Download NATIONAL CHENG KUNG UNIVERSITY MEDICAL COLLEGE

NATIONAL CHENG KUNG UNIVERSITY MEDICAL COLLEGE
DEPARTMENT OF MEDICAL TECHNOLOGY
Wednesday, February 27, 2008, 10:10-12:00 a.m.
CELLS, TISSUES, AND ORGANS OF THE IMMUNE SYSTEM
Yee-Shin Lin, Ph.D.
A. BACKGROUND
Leukocytes, the cells of the immune system, traverse the entire body via the circulatory system. Accumulations
of white blood cells are known as the thymus, spleen, lymph nodes, tonsils, Peyer’s patches, and appendix.
Each leukocyte has its own specific tasks to perform.
Reading: Male, Brostoff, Roth & Roitt [chapter 2]
B. LECTURE SUMMARY
CELLS INVOLVED IN THE IMMUNE RESPONSE
The cells of the immune system arise from pluripotent hemopoietic stem cells through two main lines of
differentiation:
1. Lymphoid lineage: T cells, B cells, and NK cells
2. Myeloid lineage: monocyte/macrophage, neutrophil, eosinophil, basophil/mast cell, platelets
The cells involved in the immune response can be divided into 3 general categories: lymphocytes, phagocytes,
and accessory cells. [see also Fig. 2.1, 2.2]

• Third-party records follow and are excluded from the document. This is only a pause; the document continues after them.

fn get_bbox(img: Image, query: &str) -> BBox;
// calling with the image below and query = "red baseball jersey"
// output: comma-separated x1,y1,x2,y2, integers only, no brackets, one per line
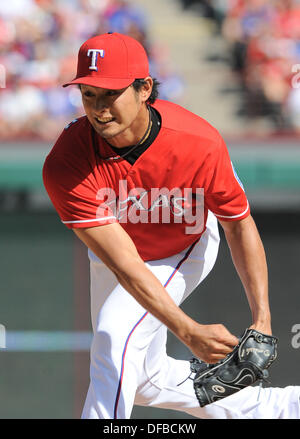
43,100,250,261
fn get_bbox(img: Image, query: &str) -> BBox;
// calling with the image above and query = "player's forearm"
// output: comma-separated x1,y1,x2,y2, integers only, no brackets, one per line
74,224,199,344
222,216,271,329
113,258,197,345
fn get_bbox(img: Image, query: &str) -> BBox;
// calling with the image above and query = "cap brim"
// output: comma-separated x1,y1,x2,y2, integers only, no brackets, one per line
63,76,135,90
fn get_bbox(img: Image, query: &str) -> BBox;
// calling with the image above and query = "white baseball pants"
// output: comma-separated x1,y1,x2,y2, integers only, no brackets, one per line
82,213,300,419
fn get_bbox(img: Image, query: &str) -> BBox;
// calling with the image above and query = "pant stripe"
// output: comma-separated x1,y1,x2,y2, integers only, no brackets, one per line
114,238,200,419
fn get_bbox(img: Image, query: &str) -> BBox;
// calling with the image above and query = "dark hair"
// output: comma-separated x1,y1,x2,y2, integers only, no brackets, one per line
132,78,160,104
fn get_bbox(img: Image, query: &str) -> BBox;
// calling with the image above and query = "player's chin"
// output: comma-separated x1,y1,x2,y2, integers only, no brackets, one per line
92,121,118,139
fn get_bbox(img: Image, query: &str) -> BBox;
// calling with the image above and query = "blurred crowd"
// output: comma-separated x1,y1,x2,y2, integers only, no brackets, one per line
0,0,184,141
181,0,300,132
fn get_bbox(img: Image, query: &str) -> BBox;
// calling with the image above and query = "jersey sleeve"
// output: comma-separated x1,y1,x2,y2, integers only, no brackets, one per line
43,130,117,229
204,136,250,221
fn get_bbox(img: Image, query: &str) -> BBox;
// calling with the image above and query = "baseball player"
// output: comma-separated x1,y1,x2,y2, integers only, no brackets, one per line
43,33,300,419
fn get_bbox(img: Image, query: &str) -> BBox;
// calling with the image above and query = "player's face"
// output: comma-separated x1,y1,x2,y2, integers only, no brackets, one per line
80,78,152,147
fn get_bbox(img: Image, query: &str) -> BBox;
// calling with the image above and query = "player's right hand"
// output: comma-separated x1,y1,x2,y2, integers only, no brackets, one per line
189,324,239,363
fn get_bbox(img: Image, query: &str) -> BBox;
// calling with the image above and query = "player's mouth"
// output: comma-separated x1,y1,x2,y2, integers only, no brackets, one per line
95,116,115,125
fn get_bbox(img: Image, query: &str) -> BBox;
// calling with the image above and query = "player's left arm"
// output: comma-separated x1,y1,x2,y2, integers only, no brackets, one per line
219,215,272,334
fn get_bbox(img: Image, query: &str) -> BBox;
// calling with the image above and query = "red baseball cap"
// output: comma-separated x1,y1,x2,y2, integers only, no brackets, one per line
63,32,149,89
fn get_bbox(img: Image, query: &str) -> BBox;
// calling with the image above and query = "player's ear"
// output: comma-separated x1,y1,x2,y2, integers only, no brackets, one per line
140,76,153,102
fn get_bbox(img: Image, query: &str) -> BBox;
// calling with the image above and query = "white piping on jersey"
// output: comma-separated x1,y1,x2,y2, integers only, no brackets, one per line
62,216,116,224
214,201,249,218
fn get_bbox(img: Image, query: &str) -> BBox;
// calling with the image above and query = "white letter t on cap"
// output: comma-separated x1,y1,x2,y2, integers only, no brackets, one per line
87,49,104,72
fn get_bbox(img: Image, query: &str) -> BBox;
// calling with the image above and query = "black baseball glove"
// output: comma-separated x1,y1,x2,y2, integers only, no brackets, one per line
190,329,278,407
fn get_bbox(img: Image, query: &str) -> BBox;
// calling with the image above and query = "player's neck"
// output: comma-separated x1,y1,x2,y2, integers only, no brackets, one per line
107,105,151,148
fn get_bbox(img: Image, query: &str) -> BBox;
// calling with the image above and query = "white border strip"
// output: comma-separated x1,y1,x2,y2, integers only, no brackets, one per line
62,216,116,224
3,331,93,352
214,201,249,218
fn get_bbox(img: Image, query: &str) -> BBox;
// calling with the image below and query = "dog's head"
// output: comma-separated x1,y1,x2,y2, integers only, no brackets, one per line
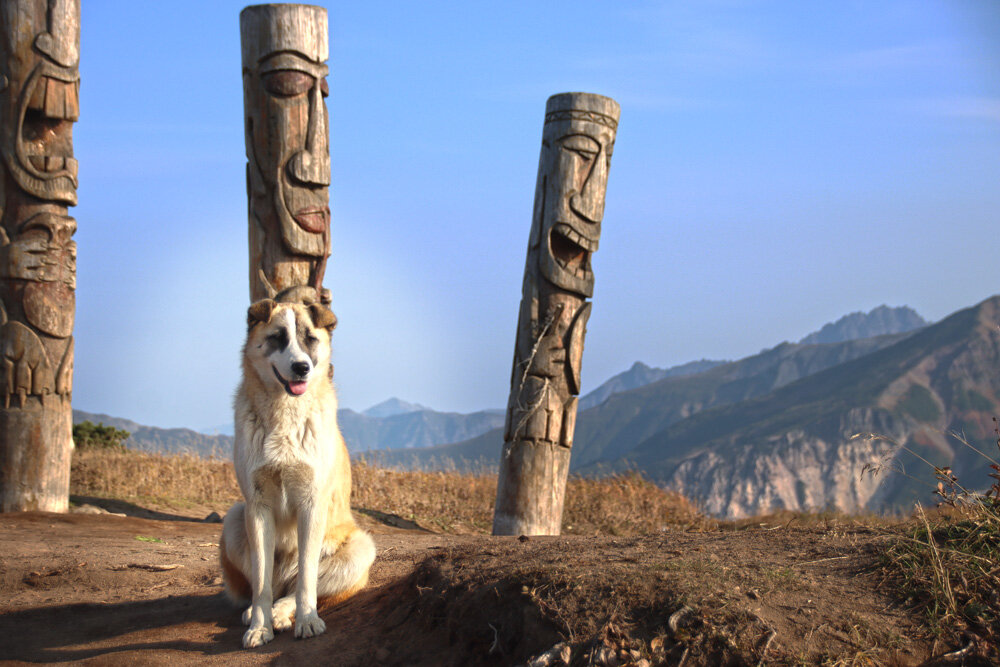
245,295,337,396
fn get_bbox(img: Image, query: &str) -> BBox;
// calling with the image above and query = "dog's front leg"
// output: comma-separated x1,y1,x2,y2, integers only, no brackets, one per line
295,494,326,638
243,502,274,648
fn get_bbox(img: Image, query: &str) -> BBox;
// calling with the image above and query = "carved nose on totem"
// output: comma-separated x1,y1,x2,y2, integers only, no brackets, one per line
569,150,608,224
288,83,330,185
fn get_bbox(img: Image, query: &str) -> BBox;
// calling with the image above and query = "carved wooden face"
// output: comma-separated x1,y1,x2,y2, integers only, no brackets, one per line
0,0,80,205
536,112,615,296
244,51,330,256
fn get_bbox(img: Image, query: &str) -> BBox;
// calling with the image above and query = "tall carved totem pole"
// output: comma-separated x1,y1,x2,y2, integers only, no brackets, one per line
493,93,620,535
240,4,330,302
0,0,80,512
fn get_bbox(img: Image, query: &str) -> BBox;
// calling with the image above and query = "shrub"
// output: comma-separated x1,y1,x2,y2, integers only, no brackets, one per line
73,421,132,449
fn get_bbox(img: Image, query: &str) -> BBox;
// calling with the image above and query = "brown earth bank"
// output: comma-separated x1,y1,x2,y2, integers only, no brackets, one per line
0,503,988,665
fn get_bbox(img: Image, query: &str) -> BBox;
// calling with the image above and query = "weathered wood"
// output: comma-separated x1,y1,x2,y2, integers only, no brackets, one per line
240,5,330,303
493,93,620,535
0,0,80,512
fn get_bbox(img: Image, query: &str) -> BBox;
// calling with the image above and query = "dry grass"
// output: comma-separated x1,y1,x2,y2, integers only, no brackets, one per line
856,428,1000,660
70,448,240,507
70,449,700,535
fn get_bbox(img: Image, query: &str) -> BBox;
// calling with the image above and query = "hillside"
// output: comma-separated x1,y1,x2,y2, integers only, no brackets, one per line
337,408,503,452
578,359,727,412
604,297,1000,516
373,298,1000,517
73,410,233,458
372,334,907,470
799,306,927,345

CELLS OF THE INNATE IMMUNE SYSTEM
Differentiation of cells in the innate immune system [Fig. 2.6]
MONOCYTES [Fig. 2.4]: ImmunoSynonyms -- macrophages, Langerhans’ cells of the epidermis, histiocytes,
and cells of the mononuclear phagocyte system. These are the scavengers or garbage collectors of the body.
They pick up cellular debris, foreign cells and particles, etc., and enzymatically degrade it.
Distinguishing surface characteristics of monocyte/macrophage:
1.
FcR -- surface receptor for Fc portion of Ig molecule, i.e., CD64, CD32, CD16
2.
CR -- surface receptor for the 3rd component of complement, i.e., CR1 (CD35)
3.
MHC class II molecules (HLA-D for human and I-A/I-E for mouse) -- important in presentation of
antigens to T cells and functionally important in the regulation of the immune response
4.
Other markers: e.g. LFA-1 (CD11a/CD18), CD14, CD23(FcRII)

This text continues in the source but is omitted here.